Ein absoluter Vorteil dieser beiden Faktoren war aber, dass es so wie leer war. Ich bekam Gänsehaut bei der Vorstellung, wie viele Busse hier im Sommer entlangdüsen. Dann doch lieber kein Kakao und meine Ruhe.
Der Abstieg: je tiefer wir hinabstiegen, desto tiefer kamen auch die Wolken
Auf Wegen, breit für zwei Elephanten oder 6 Rollatoren, wanderten wir den Kamm weiter entlang, diesmal mit stetigem Abstieg. Wir genossen auch bei fiesem Wind den Kamm in vollen Zügen. Der Boden war an vielen Stellen sandig… hier muss an guten Tagen ja der Teufel los sein.
Wir tauchten bald in die Baumgrenze ein und gleichzeitig in die Wolkenschicht. Ein knorriger Wald mit noch kahlen Bäumen nahm uns in seine Arme auf. Diese einsame Schönheit ließ uns noch einmal innehalten, bevor wir uns zügig Richtung Col de la Schlucht wandten. Kurz vor dem Pass begann es in Strömen zu gießen oder wie die Franzosen sagen würden: il pleut comme vaches qui pissent! (Es regnet, als würden Kühe pissen!).
In diesem Sinne: wir kommen definitiv wieder. Die Gegend ist bezaubernd mit dem harten Kontrast zwischen bewaldeten Hängen, ausgesetzten Felsnasen und saftigen Hochweiden.

Noch mehr Fotos gibt es auf meiner Facebook-Fanpage.
Zur fast alpinen Wanderung um den Hohneck geht’s hier.

le Hohneck und der sentier des roches
Auf dem Sattel zwischen le Hohneck und le petit Hohneck

 

6 Kommentare zu “Aussichtsreiche Kraxelpartie in den Vogesen – der Sentier des Roches

  1. Bei uns war das Wetter recht schön und deshalb auch gleich wesentlich mehr los…Man möchte sich wirklich nicht vorstellen, was dann auf dem Hohneck wohl etwas später im Jahr los ist! Liebe Grüße!

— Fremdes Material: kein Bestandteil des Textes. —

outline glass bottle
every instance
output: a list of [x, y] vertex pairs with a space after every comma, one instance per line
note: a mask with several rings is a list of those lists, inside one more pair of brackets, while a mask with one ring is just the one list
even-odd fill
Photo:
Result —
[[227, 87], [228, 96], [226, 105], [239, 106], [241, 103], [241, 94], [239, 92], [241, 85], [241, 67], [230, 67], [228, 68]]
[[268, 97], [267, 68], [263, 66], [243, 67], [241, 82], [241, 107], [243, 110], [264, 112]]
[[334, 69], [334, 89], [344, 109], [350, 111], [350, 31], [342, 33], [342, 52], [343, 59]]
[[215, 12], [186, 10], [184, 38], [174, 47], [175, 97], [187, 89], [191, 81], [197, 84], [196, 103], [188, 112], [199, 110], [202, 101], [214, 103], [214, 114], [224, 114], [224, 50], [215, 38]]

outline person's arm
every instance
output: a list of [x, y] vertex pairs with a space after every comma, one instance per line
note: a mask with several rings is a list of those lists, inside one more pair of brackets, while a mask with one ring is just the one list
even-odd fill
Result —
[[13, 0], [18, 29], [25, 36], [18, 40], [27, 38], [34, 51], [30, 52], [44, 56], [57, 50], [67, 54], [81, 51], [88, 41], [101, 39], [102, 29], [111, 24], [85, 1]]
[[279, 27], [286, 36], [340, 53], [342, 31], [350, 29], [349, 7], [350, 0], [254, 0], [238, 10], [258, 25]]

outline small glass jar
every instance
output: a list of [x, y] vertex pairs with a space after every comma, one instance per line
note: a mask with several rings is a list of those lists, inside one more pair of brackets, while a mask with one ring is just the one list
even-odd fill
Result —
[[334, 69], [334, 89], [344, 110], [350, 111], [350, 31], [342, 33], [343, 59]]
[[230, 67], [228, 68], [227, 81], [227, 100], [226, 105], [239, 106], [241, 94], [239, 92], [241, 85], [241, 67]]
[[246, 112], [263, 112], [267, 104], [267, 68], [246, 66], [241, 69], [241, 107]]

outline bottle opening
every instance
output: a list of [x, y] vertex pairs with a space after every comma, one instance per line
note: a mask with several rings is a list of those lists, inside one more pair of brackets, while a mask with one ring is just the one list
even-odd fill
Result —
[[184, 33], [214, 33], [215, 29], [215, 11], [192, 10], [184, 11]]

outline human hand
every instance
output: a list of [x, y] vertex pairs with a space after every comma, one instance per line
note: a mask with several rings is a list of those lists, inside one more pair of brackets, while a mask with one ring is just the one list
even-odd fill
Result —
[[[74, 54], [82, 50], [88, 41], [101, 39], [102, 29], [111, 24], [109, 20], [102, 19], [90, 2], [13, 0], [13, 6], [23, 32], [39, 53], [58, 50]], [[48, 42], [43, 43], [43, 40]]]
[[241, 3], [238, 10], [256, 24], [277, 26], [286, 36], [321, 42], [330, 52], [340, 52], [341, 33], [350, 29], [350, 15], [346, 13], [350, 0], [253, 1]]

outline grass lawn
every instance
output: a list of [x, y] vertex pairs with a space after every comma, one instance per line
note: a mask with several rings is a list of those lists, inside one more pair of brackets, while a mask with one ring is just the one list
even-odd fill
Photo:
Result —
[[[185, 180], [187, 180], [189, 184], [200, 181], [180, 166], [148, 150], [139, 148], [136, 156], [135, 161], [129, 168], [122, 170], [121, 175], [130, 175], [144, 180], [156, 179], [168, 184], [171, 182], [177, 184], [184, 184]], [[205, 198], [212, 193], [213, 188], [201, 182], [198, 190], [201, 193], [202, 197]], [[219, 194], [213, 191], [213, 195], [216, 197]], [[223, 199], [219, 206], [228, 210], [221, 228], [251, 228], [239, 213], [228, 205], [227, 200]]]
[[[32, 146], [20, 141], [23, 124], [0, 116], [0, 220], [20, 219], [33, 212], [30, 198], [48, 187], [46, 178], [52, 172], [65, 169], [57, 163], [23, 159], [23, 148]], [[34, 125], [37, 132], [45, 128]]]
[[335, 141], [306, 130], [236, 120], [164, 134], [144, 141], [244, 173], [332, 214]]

  2. Das ist wirklich eine der schönsten Touren in Vogesen wie ich finde, vorausgesetzt man erwischt einen Tag mit wenig Wanderen. Beim letzten Mal hat es uns auf dem Hohneck schier umgeblasen, so stürmisch war es dort :-)
    Danke für den Bericht!

  3. Durch Zufall bin ich gerade auf deinen Blog mit diesem Artikel gestoßen und erinnere mich zurück an meine eigene Tour, die aber über den Lac Schiessrothried führte.. Die Landschaft mit ihren Aussichten ist wundervoll.. Im Sommer empfehle ich jedem ein Stück Tarte aux Myrtilles in der Auberge zu verspeisen (die Heidelbeeren sind wild gesammelt und eine gute Energiespende für den Abstieg)

    1. Hey,

      den Lac de Schiessrothried haben wir uns geschenkt, weil wir nicht noch einmal ganz runter und wieder gaaaanz hoch wollten ;)
      Oh làlà – eine Tarte aux Myrtilles ist ein super leckerer Tipp! Ich habe auch einmal selbst welche in den Pyrenäen gesammelt und daraus eine absolut leckere Tarte à la francaise gemacht! Ein Traum!